The person who responded dismissively later says "I'm just another user."

---

Every commit since they started using git in 2009 is attributed to one person:

https://cgit.git.savannah.gnu.org/cgit/bash.git/log/

I think occasionally contributed patches are applied, but this is not apparent in source control.

I was attacked on the bash mailing list a several years ago, so I don't go there anymore :-)

By justincormack 2025-06-2521:241 reply

Most of the stuff that configure scripts check is obsolete, and breaks in situations like this as the checks are often not workable without running code. It is likely the check does not apply to any system that has existed for decades.

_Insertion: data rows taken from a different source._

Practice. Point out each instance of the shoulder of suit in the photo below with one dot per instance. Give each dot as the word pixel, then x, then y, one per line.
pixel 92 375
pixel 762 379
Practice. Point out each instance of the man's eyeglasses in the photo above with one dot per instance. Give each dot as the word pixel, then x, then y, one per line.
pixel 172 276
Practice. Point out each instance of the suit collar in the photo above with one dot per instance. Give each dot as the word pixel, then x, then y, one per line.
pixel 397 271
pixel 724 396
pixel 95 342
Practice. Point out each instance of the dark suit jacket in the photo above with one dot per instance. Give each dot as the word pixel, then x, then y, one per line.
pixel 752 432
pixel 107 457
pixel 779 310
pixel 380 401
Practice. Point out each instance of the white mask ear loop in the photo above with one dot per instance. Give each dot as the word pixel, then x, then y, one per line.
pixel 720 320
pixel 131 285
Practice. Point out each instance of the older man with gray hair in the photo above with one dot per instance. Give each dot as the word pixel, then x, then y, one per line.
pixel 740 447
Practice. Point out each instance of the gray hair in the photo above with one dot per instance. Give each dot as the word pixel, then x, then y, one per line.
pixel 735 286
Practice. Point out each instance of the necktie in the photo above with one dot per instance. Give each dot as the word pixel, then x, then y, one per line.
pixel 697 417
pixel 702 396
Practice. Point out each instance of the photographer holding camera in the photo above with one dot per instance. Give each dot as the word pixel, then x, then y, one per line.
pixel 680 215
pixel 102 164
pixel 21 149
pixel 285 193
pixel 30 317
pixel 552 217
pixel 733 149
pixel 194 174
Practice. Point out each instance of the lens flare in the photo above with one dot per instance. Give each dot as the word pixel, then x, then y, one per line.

Lots of systems have disabled eg Nix in 2017 [1]

[1] https://github.com/NixOS/nixpkgs/commit/dff0ba38a243603534c9...

By arp242 2025-06-2522:37

I had a look at the bash source code a few years back, and there are tons of hacks and workarounds for 1980s-era systems. Looking at the git log, GETCWD_BROKEN was added in bash 1.14 from 1996, presumably to work around some system at the time (a system which was perhaps already old in 1996, but it's not detailed which).

Also, that getcwd.c which contains the getcwd() fallback and bug is in K&R C, which should be a hint at how well maintained all of this is. Bash takes "don't fix it if it ain't broke" to new levels, to the point of introducing breakage like here (the bash-malloc is also notorious for this – no idea why that's still enabled by default).